Saturday, November 19, 2011

Kainophobia: Fear of Anything New

Welcome to my new blog everybody! I'm excited to start anew because I was having some serious mental blocks with the old one. I think I just had set myself up to feel a need to write all these serious things and try in my own pathetic way to be profound...We see how well that worked out. (In case you don't see how it worked out, well...it didn't. I often cry rugged man-tears over how lacking my attempt at wisdom was.)

I wanted to start with something fresh, something that I could post serious things with, but also post fun blips, short thoughts, or totally pointless babble.  Thus "Life Commentary by a Phalacrophobic" was born.  It was an interesting journey to arrive at that name. I wanted to do something that played off of the fact that I over think things, like all the time.  I originally wanted the name of a disorder for people who over think, but none really fit my need. Then I stumbled across the "fear of becoming bald" and it just seemed to click. I don't really have a fear of becoming bald. In all honesty I am just waiting for it to happen. They say that genetics skip a generation, and both of my grandpa's are shiny-headed.  So I don't live in fear of it (if anything I'm preparing myself to embrace it), but I feel like it's a clever way of getting my point across.

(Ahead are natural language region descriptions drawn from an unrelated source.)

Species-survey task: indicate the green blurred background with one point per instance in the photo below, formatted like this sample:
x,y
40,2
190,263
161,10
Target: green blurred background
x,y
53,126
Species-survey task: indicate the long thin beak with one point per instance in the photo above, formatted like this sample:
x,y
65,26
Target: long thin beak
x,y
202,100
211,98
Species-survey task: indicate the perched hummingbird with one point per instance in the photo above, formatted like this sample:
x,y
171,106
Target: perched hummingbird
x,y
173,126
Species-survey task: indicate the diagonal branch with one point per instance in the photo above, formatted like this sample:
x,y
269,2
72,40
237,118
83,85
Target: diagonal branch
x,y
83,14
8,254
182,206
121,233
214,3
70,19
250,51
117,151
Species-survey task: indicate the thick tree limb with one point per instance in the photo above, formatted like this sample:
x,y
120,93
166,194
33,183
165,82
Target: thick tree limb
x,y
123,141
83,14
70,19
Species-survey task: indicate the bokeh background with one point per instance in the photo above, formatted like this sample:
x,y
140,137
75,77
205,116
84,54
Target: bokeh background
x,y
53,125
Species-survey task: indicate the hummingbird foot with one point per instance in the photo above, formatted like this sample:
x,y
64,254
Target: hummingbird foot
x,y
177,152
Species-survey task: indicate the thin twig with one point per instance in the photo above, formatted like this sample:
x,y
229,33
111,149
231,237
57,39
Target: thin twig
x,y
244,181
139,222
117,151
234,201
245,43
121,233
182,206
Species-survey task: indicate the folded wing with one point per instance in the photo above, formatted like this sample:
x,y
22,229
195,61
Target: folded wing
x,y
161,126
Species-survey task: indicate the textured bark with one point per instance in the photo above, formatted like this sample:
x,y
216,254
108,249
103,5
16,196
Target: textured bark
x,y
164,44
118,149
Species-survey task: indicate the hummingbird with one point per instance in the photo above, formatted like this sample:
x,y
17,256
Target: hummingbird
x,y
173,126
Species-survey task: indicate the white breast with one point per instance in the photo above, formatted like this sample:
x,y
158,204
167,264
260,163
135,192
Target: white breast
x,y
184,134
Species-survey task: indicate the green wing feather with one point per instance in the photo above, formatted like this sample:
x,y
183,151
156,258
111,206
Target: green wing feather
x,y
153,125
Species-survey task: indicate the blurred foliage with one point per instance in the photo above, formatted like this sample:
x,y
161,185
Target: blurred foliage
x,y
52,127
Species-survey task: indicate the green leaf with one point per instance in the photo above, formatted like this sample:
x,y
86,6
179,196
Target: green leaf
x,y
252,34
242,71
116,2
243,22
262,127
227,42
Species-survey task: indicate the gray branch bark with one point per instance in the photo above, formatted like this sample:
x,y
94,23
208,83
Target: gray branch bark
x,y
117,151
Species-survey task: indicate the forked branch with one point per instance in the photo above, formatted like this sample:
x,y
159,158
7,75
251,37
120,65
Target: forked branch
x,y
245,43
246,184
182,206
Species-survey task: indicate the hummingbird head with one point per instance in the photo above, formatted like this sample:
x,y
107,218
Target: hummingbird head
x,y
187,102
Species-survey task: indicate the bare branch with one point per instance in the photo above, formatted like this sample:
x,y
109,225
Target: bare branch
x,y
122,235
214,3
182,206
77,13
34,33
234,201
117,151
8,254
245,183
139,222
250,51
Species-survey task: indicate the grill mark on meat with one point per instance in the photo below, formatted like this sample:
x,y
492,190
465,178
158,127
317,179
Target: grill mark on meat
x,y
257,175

You may see several of my posts titled after different phobias, like this very one, but I'm not planning on making EVERYTHING titled after a phobia. It would make me think too hard again...and that's why I created this new blog in the first place. I may even make up a few phobias, if the situation permits.

So anyway, there you have it. Welcome to my new place to empty my brain. This one should be more worth your while so buckle up, and tell your friends!